Les yeux se tournent, comme à chaque motion de censure, vers les députés des Républicains. Mais ces derniers ce sont rarement montrés enclins à voter pour le renversement de l'exécutif, en particulier sur des textes d'ordre financiers comme la LPFP. Seule la motion déposée après le passage en force sur la réforme des retraites en mars 2023 fait office d'exception avec quelques dissidents LR qui ont soutenu le texte. Les Républicains ne devraient donc pas voter la motion de censure, en revanche ils n'envisagent pas non plus de soutenir le gouvernement et pourraient chercher à piéger la majorité friande de 49.3 d'après les informations de Politico.

A la différence des projets de loi de finances, de financement de la Sécurité sociale ou les budgets rectificatifs, la LPFP n'ouvre pas droit à une utilisation illimitée du 49.3. En utilisant l'arme parlementaire sur ce texte, la majorité se prive donc de son unique cartouche autorisée pour la session parlementaire ordinaire. Mais subtilité : la session ne débute que le 2 octobre - le gouvernement a ouvert une session extraordinaire avec une semaine d'avance pour présenter son projet de LPFP, certainement à escient -, Elisabeth Borne pourra donc utiliser un nouveau 49.3 sur un autre texte comme le projet de loi sur l'immigration.
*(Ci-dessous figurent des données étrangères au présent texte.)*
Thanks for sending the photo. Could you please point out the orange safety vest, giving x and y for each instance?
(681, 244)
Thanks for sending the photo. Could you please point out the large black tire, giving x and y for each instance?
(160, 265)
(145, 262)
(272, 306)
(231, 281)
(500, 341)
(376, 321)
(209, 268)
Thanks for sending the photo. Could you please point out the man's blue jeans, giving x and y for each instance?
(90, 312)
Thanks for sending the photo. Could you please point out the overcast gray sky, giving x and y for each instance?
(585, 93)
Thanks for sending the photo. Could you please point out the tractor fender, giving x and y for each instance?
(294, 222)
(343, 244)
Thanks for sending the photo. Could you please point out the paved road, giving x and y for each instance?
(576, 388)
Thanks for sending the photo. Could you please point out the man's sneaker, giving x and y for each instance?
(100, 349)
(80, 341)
Un prochaine 49.3 plus risqué ?

Pour contrer ce 49.3 et l'exécutif, les Républicains misent sur le parcours législatif qui va ramener le texte devant l'Assemblée après un passage au Sénat et une fois la session parlementaire ordinaire ouverte. Alors "le gouvernement sera contraint de dégainer un nouveau 49.3" et donc "de griller sa fameuse cartouche en session ordinaire" d'après le plan de la droite. La stratégie n'est toutefois pas infaillible. Certains élus croient savoir qu'une fois le 49.3 déclenché il reste actif tout au long du parcours législatif et conserve ses effets sur le vote de l'Assemblée. Mais la juriste Stéphanie Damarey rappelle au Monde que ce scénario n'est pas prévu et que "l'arbitre final sera le Conseil constitutionnel". Or ce dernier s'est toujours montré souple avec le gouvernement et pourrait conserver cette position, sans trouver à redire à l'usage du 49.3.